Mr. Mileson is pitted against Mrs. da Tanka. A dashing woman of middle age, she still hangs on the laurels of her beauty. She is seeking a separation from her husband and has arranged to be seen with Mr. Mileson in bed. While the two do not outwardly intend to be lovers, they are placed in the ample position to do so if wanted. With these facts in mind, Trevor places the perfect strangers in a room and allows the fires of reality to burn. The stodgy Mrs. da Tanka rails on her whole life, calls foul to her existence due to her dissatisfaction with her husband and his predecessor, and shreds her current companion as well: “‘Have you ever thought of wearing an eye-patch Mr. Mileson? I think it would suit you. You need distinction. Have you led an empty life?
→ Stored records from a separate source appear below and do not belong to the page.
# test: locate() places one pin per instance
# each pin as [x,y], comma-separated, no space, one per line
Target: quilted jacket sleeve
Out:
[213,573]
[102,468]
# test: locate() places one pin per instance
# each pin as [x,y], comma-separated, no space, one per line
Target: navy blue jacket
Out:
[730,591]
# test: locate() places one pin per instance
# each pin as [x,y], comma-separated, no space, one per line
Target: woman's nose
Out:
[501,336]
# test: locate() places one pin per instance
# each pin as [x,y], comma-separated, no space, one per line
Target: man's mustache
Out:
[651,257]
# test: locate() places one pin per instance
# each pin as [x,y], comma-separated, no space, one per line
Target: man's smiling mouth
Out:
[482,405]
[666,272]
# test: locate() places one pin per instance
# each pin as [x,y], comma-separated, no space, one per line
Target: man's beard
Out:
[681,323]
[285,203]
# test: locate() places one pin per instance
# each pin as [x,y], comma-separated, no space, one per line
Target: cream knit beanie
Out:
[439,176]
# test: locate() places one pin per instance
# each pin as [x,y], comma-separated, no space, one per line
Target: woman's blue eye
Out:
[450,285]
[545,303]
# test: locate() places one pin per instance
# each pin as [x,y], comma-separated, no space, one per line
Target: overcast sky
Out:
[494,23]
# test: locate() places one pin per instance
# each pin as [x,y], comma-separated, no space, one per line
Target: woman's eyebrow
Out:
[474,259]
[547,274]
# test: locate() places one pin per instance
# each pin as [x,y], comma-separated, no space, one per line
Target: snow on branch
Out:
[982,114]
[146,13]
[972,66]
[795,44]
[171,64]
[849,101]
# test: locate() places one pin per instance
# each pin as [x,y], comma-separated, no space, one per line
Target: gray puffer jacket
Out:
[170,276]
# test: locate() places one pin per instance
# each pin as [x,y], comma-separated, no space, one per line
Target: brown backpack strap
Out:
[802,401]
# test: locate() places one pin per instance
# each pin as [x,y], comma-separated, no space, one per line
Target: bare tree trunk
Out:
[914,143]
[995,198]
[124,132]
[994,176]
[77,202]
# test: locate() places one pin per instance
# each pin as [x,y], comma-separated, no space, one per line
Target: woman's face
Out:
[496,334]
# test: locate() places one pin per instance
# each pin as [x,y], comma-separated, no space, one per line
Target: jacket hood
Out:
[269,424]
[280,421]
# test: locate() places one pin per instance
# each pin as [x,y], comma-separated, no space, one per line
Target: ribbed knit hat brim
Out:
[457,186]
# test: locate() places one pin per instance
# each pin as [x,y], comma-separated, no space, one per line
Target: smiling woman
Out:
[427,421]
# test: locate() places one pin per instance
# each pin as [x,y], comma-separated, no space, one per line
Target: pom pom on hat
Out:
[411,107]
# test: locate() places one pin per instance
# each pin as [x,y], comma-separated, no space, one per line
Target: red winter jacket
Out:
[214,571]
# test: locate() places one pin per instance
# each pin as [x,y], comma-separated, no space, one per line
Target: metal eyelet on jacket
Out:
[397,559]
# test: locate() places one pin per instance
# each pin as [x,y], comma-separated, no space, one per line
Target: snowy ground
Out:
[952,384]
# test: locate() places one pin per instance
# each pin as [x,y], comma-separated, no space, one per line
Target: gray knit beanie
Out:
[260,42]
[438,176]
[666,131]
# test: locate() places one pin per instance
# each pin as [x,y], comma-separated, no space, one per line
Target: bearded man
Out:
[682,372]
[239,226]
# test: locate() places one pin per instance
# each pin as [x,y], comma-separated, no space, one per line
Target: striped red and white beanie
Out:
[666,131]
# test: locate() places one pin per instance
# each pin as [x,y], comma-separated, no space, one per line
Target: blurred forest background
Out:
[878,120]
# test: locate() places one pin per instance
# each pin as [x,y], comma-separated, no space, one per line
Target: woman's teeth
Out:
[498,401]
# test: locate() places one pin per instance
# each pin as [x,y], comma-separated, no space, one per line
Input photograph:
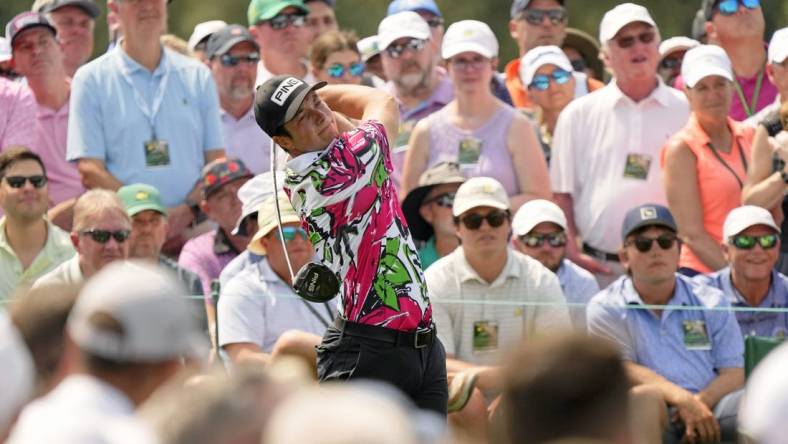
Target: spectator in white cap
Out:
[480,132]
[606,144]
[129,329]
[705,164]
[671,52]
[539,229]
[410,64]
[486,268]
[751,244]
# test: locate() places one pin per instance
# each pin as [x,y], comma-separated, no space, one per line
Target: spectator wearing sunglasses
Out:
[100,231]
[484,135]
[540,232]
[705,164]
[606,144]
[738,27]
[233,57]
[751,244]
[672,53]
[259,313]
[30,245]
[335,58]
[427,210]
[695,358]
[281,31]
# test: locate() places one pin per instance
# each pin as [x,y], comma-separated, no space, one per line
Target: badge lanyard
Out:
[750,109]
[149,112]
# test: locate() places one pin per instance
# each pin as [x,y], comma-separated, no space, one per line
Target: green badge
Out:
[485,336]
[695,335]
[637,166]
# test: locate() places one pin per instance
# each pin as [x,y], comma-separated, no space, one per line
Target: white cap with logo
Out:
[778,46]
[533,213]
[480,192]
[469,36]
[540,56]
[703,61]
[746,216]
[621,16]
[402,25]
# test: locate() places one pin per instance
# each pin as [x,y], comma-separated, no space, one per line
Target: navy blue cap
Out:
[645,216]
[413,5]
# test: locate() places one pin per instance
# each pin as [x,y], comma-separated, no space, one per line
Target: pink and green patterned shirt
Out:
[348,204]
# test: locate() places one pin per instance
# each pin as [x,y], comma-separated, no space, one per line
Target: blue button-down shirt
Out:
[658,342]
[753,323]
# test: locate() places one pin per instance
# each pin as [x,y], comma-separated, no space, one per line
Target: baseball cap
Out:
[534,212]
[540,56]
[469,36]
[222,171]
[89,6]
[519,6]
[139,197]
[253,193]
[645,216]
[147,316]
[203,31]
[480,192]
[267,220]
[224,39]
[778,46]
[278,99]
[398,6]
[676,44]
[621,16]
[401,25]
[24,21]
[441,173]
[262,10]
[746,216]
[703,61]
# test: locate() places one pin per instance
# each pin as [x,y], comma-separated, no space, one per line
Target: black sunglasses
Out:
[494,219]
[102,236]
[536,240]
[38,181]
[629,41]
[644,244]
[249,59]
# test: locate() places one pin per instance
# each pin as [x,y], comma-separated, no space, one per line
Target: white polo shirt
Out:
[606,153]
[478,321]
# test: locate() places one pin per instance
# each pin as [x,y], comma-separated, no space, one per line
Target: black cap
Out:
[278,99]
[645,216]
[221,41]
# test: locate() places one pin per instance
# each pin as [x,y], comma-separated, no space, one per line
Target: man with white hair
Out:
[607,143]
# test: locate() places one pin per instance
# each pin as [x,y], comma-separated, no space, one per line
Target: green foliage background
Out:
[674,17]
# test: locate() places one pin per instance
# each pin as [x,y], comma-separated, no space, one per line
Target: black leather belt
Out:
[599,254]
[419,338]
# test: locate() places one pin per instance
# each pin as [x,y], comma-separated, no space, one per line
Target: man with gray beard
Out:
[417,82]
[232,57]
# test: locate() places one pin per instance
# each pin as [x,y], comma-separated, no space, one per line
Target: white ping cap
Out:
[203,30]
[746,216]
[703,61]
[778,46]
[540,56]
[534,212]
[621,16]
[469,36]
[401,25]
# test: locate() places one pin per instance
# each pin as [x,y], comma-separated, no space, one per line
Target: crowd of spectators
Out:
[601,227]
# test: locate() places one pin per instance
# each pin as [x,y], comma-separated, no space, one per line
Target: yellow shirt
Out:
[58,249]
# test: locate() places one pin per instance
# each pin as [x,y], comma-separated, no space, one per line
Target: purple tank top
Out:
[480,152]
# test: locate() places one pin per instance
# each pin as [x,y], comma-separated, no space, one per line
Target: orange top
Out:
[519,93]
[720,178]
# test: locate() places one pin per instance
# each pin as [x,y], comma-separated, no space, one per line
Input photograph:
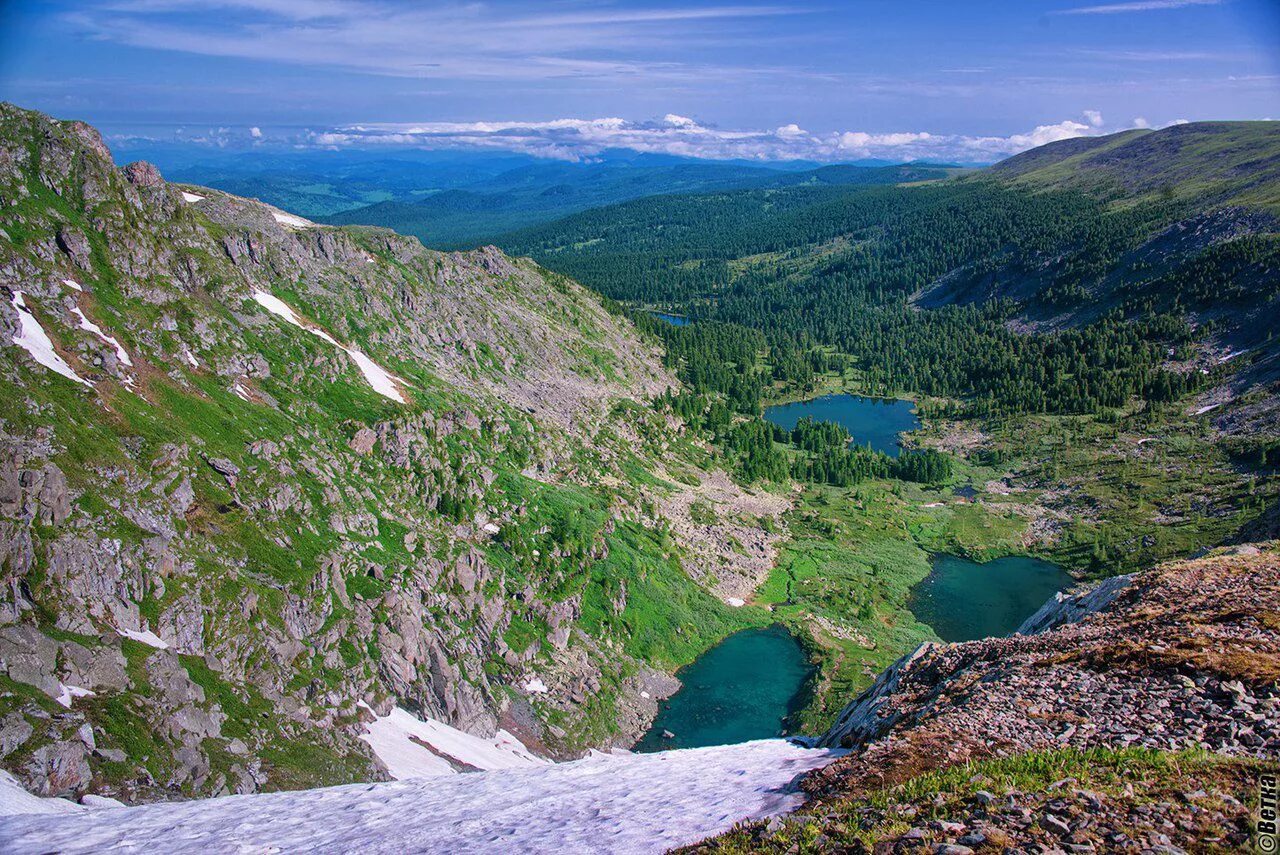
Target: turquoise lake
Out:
[871,421]
[964,600]
[743,689]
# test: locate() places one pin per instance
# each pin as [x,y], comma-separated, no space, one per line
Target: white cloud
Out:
[478,41]
[1136,5]
[675,135]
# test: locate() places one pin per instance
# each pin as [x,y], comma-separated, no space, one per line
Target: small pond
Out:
[743,689]
[964,600]
[871,421]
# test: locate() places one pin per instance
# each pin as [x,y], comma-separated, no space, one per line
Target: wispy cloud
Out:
[465,41]
[1136,5]
[675,135]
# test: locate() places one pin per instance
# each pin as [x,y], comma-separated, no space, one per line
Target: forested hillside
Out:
[1112,275]
[529,196]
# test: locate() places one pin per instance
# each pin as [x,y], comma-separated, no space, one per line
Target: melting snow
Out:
[146,636]
[14,799]
[33,339]
[398,740]
[69,693]
[291,220]
[382,382]
[634,803]
[120,353]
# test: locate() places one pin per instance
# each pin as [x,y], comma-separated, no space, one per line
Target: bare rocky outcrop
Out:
[1184,655]
[220,551]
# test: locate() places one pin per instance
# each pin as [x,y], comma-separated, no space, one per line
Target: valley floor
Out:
[618,803]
You give the impression of an empty life’” (5). She sees the man as a low class lackey and, as unfortunate as it may seem, Mr. Mileson lives up to the role. He is a shell, a vessel waiting to be filled but lacking the capacity to do so. She clings to this fact and works to tear him down to what she deems to be the appropriate level.


In actuality, Mr. Mileson has little to hold on to. His garden and the cottage that held it vanished with his lease, and without children, women, or even a desire to marry and love, he clings to empty vessels from his past: “‘As a child I collected birds’ eggs on the common. I have kept them all these years’” (8). While an act of tenderness, the retention of these eggs only serves to show Mr. Mileson is the end of his line and a child at heart. He takes pride in the past, and it is with his past that he will mistakenly attack his pseudo-lover and tear her heart out. It is in this past, the mention of cow-parsley, that the two connect at the very time that the walk off the train and go their separate ways. All the while, Trevor forces his readers to consider the implications over who was worse off and who really was the failure.   
 

Favorite line:
“In fact she was not, but finding herself involved at all reflected the inadequacy of her married life and revealed a vacuum that once had been love. ‘We are better apart,’ she had said. ‘It is bad to get used to being together. We must take our chances while we may, while there is still time’” (2).